We’ve recently put together a deep dive into the Hadoop Distributed File System HDF5 Connector, one of the add-on modules thats included with Enterprise Support. The HDFS HDF5 Connector is a virtual file driver that allows you to use HDF5 command line tools to extract metadata and raw data from HDF5 and NetCDF4 files on HDFS, and use Hadoop streaming to collect data from multiple HDF5 files.

At the link below, you’ll find a brief demo video, as well as text and code snippets for the video content. The installation guide and user’s guide are also posted on this page:

https://www.hdfgroup.org/solutions/enterprise-support/hadoop-hdfs-hdf5-connector

We will be developing similar content for some of the other modules currently included with Enterprise Support and will share as they become available. If you have any questions about Enterprise Support, please feel free to get in touch with us.


#2

Cool!

With my training hat on, am wondering what technologies you used to produce this training video? Was the audio scripted ahead of time? Sheesh, with the wrong font, HDF5 and HDFS are indistinguishable :wink:

No to the point of the video…

  • How a very large HDF5 files split across HDFS blocks? Does the hdfs vfd handle this splitting?
  • Is the main parallel modality here, multiple file based? Or, can you parallelize across a single, very large dataset for example? Or, many datasets in a single large file.

#3

Mark, the VFD is read-only, at the moment. A very large (or small) HDF5 file would get into HDFS via some form of hdfs -[put,copyFromLocal] -Ddfs.block.size=.... (The VFD is not involved in the copy operation.)

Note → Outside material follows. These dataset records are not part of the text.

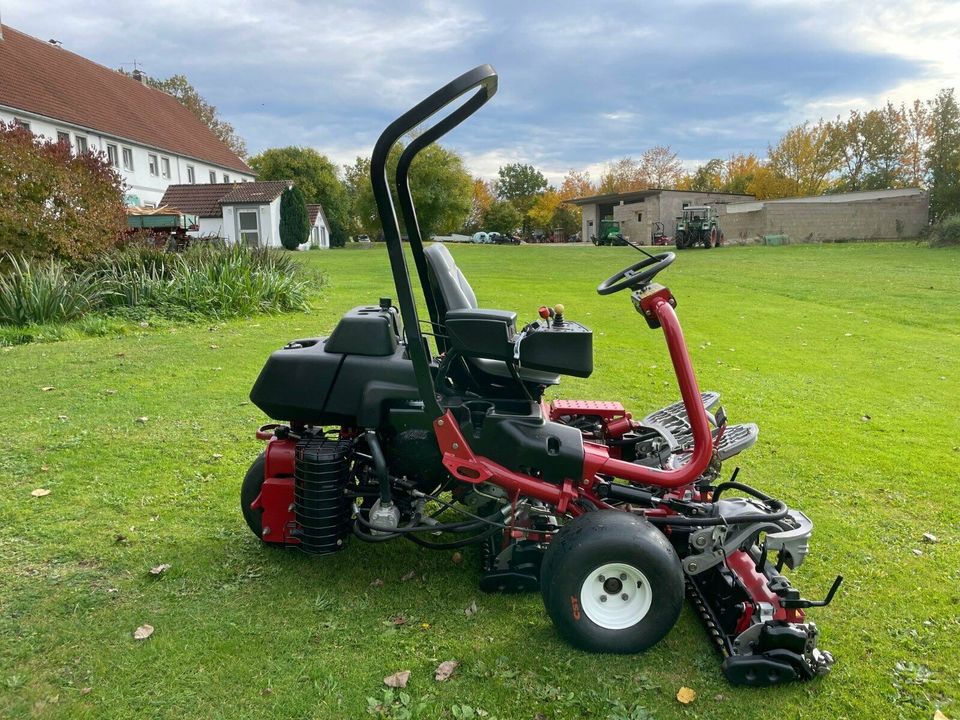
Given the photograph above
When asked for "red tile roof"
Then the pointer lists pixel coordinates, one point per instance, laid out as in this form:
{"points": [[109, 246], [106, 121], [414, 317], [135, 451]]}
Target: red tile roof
{"points": [[205, 200], [41, 78]]}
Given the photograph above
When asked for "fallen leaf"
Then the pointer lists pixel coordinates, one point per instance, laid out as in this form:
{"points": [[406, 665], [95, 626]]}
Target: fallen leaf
{"points": [[445, 669], [398, 679]]}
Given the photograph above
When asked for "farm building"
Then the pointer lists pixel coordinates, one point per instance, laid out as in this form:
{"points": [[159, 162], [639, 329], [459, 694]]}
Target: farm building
{"points": [[636, 213], [243, 212], [147, 135], [868, 215]]}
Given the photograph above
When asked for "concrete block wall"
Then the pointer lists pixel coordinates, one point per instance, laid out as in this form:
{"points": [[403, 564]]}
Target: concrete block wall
{"points": [[883, 219]]}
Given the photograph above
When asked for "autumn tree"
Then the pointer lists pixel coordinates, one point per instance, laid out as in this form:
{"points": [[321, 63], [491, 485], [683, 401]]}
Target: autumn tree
{"points": [[661, 166], [53, 202], [623, 175], [804, 158], [316, 177], [442, 190], [943, 155], [502, 217], [182, 90]]}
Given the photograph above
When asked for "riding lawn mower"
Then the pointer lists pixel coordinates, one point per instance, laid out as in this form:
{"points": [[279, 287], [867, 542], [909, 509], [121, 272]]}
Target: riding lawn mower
{"points": [[384, 435]]}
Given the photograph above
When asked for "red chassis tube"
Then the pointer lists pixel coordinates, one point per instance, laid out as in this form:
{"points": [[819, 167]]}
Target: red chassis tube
{"points": [[463, 464]]}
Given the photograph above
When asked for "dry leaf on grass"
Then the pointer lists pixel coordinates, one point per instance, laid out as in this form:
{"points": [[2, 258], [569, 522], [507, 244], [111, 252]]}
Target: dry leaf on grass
{"points": [[445, 669], [398, 679]]}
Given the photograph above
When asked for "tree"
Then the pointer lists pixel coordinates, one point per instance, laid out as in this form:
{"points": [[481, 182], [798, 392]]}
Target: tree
{"points": [[315, 176], [624, 175], [661, 166], [804, 158], [943, 155], [442, 190], [502, 217], [294, 219], [53, 202], [182, 90]]}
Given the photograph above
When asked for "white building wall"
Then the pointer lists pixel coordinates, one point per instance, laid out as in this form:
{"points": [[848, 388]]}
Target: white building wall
{"points": [[142, 187]]}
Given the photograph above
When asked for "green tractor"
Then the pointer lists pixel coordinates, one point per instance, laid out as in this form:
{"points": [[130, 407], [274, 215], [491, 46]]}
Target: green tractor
{"points": [[609, 234], [699, 225]]}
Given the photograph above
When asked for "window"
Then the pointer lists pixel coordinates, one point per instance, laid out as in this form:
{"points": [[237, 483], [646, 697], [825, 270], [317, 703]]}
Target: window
{"points": [[249, 223]]}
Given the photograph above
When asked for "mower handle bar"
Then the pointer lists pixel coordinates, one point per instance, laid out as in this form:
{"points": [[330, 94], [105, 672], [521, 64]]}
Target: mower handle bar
{"points": [[483, 79]]}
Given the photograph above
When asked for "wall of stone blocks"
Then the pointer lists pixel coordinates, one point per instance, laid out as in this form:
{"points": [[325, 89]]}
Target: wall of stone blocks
{"points": [[883, 219]]}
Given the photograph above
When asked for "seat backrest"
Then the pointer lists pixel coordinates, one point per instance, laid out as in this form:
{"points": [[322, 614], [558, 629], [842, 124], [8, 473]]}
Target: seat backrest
{"points": [[450, 286]]}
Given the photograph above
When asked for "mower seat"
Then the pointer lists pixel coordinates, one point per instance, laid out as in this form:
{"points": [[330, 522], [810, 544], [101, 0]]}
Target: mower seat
{"points": [[451, 291]]}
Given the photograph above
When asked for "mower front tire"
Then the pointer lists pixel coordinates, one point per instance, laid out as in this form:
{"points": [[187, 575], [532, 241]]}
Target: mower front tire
{"points": [[252, 483], [612, 583]]}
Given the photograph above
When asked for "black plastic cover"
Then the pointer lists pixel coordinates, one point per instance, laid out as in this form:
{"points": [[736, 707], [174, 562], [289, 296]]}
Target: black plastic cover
{"points": [[482, 333], [561, 348]]}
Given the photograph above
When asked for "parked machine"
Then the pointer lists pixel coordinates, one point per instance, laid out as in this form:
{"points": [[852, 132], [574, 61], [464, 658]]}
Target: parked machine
{"points": [[383, 436], [698, 225]]}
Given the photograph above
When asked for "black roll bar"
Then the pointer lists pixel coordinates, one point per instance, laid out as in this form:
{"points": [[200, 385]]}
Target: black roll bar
{"points": [[483, 78]]}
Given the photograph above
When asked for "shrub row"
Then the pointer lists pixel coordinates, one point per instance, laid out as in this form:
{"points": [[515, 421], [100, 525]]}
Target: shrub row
{"points": [[206, 281]]}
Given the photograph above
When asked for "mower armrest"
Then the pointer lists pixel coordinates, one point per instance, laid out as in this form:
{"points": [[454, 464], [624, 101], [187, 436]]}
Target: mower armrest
{"points": [[481, 333]]}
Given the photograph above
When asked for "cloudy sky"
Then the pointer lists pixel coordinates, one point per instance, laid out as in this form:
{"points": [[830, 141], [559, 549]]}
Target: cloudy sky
{"points": [[580, 83]]}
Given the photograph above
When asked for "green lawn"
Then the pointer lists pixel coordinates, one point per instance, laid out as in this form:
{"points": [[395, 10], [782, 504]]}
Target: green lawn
{"points": [[847, 356]]}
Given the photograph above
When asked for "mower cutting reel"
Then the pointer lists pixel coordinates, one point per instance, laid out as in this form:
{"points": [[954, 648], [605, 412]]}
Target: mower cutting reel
{"points": [[446, 439]]}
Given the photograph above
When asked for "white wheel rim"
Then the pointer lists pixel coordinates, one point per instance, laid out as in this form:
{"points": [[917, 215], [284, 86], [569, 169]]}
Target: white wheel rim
{"points": [[616, 596]]}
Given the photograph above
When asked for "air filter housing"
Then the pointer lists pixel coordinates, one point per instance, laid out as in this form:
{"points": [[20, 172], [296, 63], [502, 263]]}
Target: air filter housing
{"points": [[322, 510]]}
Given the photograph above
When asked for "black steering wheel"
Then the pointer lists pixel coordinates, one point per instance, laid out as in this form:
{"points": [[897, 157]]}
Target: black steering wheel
{"points": [[636, 275]]}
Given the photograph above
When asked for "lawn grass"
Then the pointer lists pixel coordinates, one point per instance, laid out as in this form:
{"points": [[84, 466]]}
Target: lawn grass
{"points": [[847, 356]]}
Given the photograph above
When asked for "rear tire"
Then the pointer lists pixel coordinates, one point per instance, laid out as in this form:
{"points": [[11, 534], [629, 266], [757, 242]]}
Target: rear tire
{"points": [[249, 490], [612, 583]]}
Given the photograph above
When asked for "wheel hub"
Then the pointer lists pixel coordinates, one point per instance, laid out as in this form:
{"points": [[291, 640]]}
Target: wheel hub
{"points": [[615, 596]]}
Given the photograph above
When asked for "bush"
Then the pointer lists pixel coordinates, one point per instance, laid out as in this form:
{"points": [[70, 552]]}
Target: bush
{"points": [[294, 219], [54, 203], [946, 232], [207, 281]]}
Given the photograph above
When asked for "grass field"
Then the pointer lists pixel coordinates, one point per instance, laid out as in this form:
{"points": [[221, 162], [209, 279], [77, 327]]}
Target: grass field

Re: parallelism, the HDF5 constraints are the same as with a “regular” file system. You can access datasets in multiple HDF5 files in parallel, if the (read) requests come from different processes (JVM instances), which would be the case in a clustered setup. Accesses from multiple threads in the same JVM instance will be serialized just as they would in a regular C application. The same applies to a single dataset. You can access it in parallel, as long as the requests come from different processes.

Best, G.


#4

Not often I get to answer a forum question, but I can answer your question on video production. Gerd Heber created the visual, and recorded it with his commentary using GoToMeeting. We got a script by uploading Gerd’s video privately on youtube and grabbing the transcript. Software developer Jake Smith cleaned up and simplified the script and recorded the voice over, providing me with an audio file and some instructions on timing. I did a little editing on the video and added Jake’s audio using iMovie.


#5

Thanks for info. It does sound like there is a bit or a production effort involved there. I might like to chat with you a bit further about this off-line as I am going to be involved in similar work this work for other project(s).